Enquanto o mundo da Fórmula 1 se agita com a promessa de novos talentos, Liam Lawson carrega o peso sereno da história neozelandesa — da audácia de Bruce McLaren às exigências do asfalto moderno. Recentemente, num momento de rara vulnerabilidade emocional ao volante de um GT40 em Goodwood, o piloto da Racing Bulls revelou a alma de quem não apenas compete pela glória, mas vive, com precisão cirúrgica, a própria história que ajuda a escrever.
Liam Lawson consolidou-se como uma das figuras mais intrigantes do atual paddock da Fórmula 1. Representando a Racing Bulls, o piloto neozelandês atravessa uma boa fase de forma, traduzida em resultados consistentes que captaram a atenção dos especialistas. Na conferência de imprensa pré-Spa, fala-se sobre a dualidade do seu percurso: a profunda reverência pelo legado do automobilismo — ilustrada pela sua experiência inesquecível em Goodwood — e o pragmatismo focado que define a sua abordagem aos desafios tecnológicos e competitivos desta temporada.
Liam, vamos falar sobre algo que não está relacionado com a Fórmula 1? Conduziste o GT40 de Bruce McLaren em Goodwood no fim de semana passado. Disseste que as suas mãos estavam a tremer depois do percurso. Pode explicar por que foi um momento tão emocionante para ti?
Liam Lawson: Sim, foi bastante fantástico. Obviamente, ao crescer na Nova Zelândia, o automobilismo — e a Fórmula 1 em especial — tem muita história. Já passou muito tempo desde o sucesso daqueles homens. Obviamente, o Bruce fundou a McLaren, e aquele carro, especificamente, foi o que ganhou aquela corrida. Existe um filme fantástico sobre isso. É, claramente, mais sobre o carro do Ken Miles, mas o GT40 está no filme. Para mim, como neozelandês que cresceu a aprender sobre esta história, e por ter relações e mentores com pessoas que eram próximas ou conheciam as famílias do Bruce e do Chris Amon, foi muito, muito fantástico. Portanto, sim, foi muito especial. Provavelmente, nunca mais voltarei a ter uma sensação como aquela num carro de corrida.
E sobre este ano? Estás a desfrutar de uma tremenda fase de forma. Pontuaste em sete das nove corridas realizadas até agora. O que é que mais te satisfaz nestes desempenhos?

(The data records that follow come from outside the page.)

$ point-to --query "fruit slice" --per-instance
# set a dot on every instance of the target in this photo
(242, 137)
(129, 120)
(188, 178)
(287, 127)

LL: Tem sido muito bom. O carro tem funcionado muito bem. Penso que é apenas a progressão. Essa é, provavelmente, a parte mais satisfatória. O simples facto de que, a cada atualização que trazemos, ou a cada área em que nos focamos, conseguimos executar e encontrar esses ganhos que procuramos. Portanto, sim, tem sido muito, muito bom. Obviamente, isto é automobilismo. O Kimi passou pelos últimos fins de semana em que, por vezes, acontecem coisas que estão fora do nosso controlo. Mas, neste momento, estou a tentar focar-me em tudo o que está sob o meu controlo, e isso tem trazido resultados, o que tem sido ótimo.
A um nível pessoal, achas que deste um passo em frente este ano?
LL: Penso que sim, mas acho que isso também advém apenas de ter mais experiência. Quanto mais corridas fazemos, comparativamente a como eu estava quando cheguei à Fórmula 1, aprendemos e melhoramos naturalmente. Portanto, sim, penso que sim. Tenho estado muito focado em tentar extrair tudo do meu próprio desempenho também, por isso, desse lado, sinto-me muito bem.
Q: Existem atualizações este fim de semana. Quais são as tuas esperanças para esta prova? Acha que um duplo final nos pontos é possível novamente?
LL: Espero que sim. Vamos ver. Penso que é uma pista que deve ser razoavelmente semelhante a Silverstone. Creio que foi uma boa pista para nós. Não há razão para não sermos fortes. Obviamente, temos peças novas no carro, mais do lado do Isack, mas vamos ver o que fazem. Espero que funcionem para nós.